Nach meinem Eindruck lassen sich die Gebrauchsunterschiede hier weniger über die Bedeutung fassen als über die Zahl und Art der syntaktischen Mitspieler im Satz:

etwas/jemanden sehen bezieht sich je nach Kontext meist auf einen größeren Zusammenhang, der mitverstanden wird: Ich habe sie in der Stadt gesehen = 'unverabredet getroffen und möglicherweise ein paar Worte mit ihr gewechselt' oder bei Kindern, die eigentlich in der Schule sein sollten = 'sie haben die Schule geschwänzt'; die Frage hast du die Wohnung denn auch gesehen? bedeutet 'warst du auch wirklich drin und hast dir ein Bild gemacht?'; ich hab die Sendung auch gesehen = 'wir haben den gleichen Informationsstand, wir können darüber reden.'

etwas sehen heißt vorrangig auch, dass etwas in mein Blickfeld geraten ist, ohne dass ich das beabsichtigt habe: Hast du auch den Unfall gesehen? Ein Quasi-Synonym dafür wäre 'etwas mitbekommen' oder 'Zeuge sein von'.

etwas sehen oder sehen, dass heißt unter anderem auch 'etwas verstehen' oder 'etwas einsehen': Ich habe gesehen, dass das Projekt in der vorgegebenen Zeit nicht zu schaffen war.

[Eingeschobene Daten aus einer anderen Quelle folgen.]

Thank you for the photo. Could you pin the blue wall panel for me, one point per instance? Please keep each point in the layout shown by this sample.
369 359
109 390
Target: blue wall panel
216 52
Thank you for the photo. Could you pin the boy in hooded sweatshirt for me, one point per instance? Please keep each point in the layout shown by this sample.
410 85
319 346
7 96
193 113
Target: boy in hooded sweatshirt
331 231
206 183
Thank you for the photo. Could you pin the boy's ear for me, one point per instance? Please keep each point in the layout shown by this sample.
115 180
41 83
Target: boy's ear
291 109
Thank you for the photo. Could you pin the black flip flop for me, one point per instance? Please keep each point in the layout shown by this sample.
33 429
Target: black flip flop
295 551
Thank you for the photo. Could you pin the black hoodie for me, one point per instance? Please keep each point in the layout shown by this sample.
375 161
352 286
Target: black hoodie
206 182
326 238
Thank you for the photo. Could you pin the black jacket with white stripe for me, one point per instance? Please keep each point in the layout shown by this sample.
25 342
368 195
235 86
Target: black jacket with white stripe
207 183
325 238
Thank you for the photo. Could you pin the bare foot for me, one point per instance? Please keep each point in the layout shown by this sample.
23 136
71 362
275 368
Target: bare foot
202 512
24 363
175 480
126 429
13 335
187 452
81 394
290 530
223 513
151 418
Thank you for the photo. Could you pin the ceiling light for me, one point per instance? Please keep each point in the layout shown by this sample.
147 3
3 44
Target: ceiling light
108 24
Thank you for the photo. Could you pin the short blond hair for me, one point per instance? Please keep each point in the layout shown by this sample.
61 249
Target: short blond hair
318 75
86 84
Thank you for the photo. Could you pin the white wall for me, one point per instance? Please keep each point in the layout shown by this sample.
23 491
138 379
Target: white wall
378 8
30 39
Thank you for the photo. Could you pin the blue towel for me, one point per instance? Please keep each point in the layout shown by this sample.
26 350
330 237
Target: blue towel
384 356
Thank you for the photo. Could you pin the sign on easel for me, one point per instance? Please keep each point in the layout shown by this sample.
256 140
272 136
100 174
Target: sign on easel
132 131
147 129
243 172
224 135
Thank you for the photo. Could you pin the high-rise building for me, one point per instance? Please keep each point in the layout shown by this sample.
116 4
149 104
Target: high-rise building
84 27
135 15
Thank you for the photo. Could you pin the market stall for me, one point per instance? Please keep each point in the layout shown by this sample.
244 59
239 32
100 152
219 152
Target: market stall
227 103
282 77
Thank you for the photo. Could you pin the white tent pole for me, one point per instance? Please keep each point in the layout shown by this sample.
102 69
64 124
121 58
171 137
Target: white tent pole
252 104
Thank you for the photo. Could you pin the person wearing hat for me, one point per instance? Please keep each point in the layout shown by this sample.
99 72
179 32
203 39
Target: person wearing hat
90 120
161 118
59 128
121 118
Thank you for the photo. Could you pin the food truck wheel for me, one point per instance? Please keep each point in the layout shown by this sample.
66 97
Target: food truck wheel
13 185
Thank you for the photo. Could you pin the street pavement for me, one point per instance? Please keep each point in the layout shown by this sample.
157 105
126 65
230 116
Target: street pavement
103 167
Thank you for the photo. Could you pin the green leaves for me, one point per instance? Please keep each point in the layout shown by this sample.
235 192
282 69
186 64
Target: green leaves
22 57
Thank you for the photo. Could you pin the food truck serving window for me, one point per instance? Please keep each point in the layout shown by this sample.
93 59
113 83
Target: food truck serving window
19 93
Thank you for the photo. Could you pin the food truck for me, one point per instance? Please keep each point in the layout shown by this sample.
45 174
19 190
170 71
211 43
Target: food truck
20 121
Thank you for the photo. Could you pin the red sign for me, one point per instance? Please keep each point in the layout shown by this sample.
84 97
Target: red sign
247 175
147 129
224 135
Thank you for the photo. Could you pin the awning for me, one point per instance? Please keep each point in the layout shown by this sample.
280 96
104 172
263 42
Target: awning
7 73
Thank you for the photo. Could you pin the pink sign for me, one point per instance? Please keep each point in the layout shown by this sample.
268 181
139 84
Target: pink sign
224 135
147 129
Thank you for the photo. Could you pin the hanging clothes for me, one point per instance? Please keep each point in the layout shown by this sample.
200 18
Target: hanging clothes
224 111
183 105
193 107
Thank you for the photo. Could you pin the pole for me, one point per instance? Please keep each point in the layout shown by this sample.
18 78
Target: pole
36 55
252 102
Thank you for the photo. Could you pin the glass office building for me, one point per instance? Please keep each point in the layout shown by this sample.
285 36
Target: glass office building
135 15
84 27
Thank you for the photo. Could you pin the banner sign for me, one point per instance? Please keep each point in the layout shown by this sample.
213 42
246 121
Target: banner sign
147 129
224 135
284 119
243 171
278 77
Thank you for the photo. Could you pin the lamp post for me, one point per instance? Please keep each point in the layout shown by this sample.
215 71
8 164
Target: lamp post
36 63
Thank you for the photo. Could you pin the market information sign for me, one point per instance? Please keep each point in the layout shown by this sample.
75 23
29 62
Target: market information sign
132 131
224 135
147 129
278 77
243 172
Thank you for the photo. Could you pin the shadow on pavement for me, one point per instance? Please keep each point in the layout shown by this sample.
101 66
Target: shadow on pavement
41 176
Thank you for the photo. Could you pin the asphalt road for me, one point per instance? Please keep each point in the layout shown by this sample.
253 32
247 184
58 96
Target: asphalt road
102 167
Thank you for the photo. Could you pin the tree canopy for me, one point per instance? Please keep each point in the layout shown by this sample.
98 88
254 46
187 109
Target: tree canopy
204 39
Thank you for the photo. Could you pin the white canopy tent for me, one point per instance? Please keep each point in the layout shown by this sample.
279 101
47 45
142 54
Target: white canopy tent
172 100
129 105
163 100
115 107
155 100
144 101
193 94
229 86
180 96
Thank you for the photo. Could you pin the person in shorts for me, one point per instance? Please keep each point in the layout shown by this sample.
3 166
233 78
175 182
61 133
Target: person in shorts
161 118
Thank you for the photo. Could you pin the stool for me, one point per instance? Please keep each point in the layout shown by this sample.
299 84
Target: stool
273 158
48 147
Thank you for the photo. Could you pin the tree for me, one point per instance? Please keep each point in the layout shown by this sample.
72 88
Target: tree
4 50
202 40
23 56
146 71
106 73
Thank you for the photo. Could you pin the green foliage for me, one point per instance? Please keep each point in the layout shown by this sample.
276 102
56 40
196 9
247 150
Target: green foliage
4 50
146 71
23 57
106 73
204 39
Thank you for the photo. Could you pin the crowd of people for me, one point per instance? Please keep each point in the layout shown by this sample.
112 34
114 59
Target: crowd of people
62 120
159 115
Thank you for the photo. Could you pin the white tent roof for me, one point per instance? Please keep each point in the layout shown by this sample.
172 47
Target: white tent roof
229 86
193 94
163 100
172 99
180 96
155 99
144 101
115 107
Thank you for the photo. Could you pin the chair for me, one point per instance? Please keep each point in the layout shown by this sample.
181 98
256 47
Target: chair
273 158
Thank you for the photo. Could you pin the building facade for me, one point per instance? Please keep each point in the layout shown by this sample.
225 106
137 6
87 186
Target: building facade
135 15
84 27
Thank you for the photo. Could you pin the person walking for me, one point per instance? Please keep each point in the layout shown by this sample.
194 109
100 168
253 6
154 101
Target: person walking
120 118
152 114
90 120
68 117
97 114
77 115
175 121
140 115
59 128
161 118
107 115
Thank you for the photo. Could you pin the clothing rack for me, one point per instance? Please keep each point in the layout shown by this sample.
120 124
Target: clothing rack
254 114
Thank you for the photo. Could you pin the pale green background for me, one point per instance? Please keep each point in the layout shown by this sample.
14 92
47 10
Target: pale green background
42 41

Weitere typische Kontexte sind:

  • nach jemandem/etwas sehen = 'einen Blick werfen auf': Kannst du mal nach den Kindern sehen, ob sie schon schlafen? / Kannst du mal nach der Heizung sehen? Irgendwas stimmt da nicht. [auch als nach etwas gucken/schauen]
  • nach jemandem sehen = 'vorbeischauen bei, ob alles in Ordnung ist': Kannst du am Wochenende mal nach der Oma sehen? Sie klang am Telefon etwas deprimiert. [hier auch gucken/schauen]
  • an etwas etwas (anderes) sehen = 'erkennen': Der Arzt hat an der Rötung gesehen, dass ich einen Zeckenbiss hatte. [Hier sind gucken/schauen nicht möglich.]
  • sich sehen kann heißen 'zu Gesicht bekommen': Wir sehen uns nur alle drei Wochen, weil wir zu unterschiedlichen Zeiten arbeiten. [hier ebenfalls kein gucken/schauen möglich]
  • sich sehen heißt auch 'sich treffen': Wir sehen uns heute Abend. [gucken/schauen nicht möglich]
  • sich sehen lassen = '(zu Besuch) kommen': Lass dich mal wieder bei uns sehen! In dieser Kombination sagt man auch sich blicken lassen. [aber nicht *'sich gucken/schauen lassen']
  • etwas von irgendwoher sehen können = 'von irgendwoher zu erblicken sein': Man kann bei schönem Wetter von Konstanz aus den Säntis sehen. [hier auch schauen möglich (?), gucken nicht]
  • etwas nicht mehr sehen können = 'genug haben von / einer Sache überdrüssig sein': Nach dem Film über die Tierhaltung kann ich kein Fleisch mehr sehen. [nicht mit gucken/schauen]
  • etwas irgendwie sehen = 'eine bestimmte Meinung zu etwas haben': Ich sehe das anders als du. / Ich sehe die Sache kritisch. [gucken/schauen hier nicht möglich]
  • jemanden etwas tun sehen (er sah die Leute arbeiten) oder etwas geschehen sehen (er sah den Baum fallen) ist ein syntaktischer Spezialfall von sehen; diese Konstruktion mit Ersatzinfinitiv 'sehen' für das eigentlich zu erwartende Partizip 2 ist bei gucken/schauen nicht möglich.
  • Das Gleiche gilt für ein reflexiv gebrauchtes sich sehen (können) in Fällen wie 'sich im Spiegel sehen' - gucken/schauen ist hier nicht möglich.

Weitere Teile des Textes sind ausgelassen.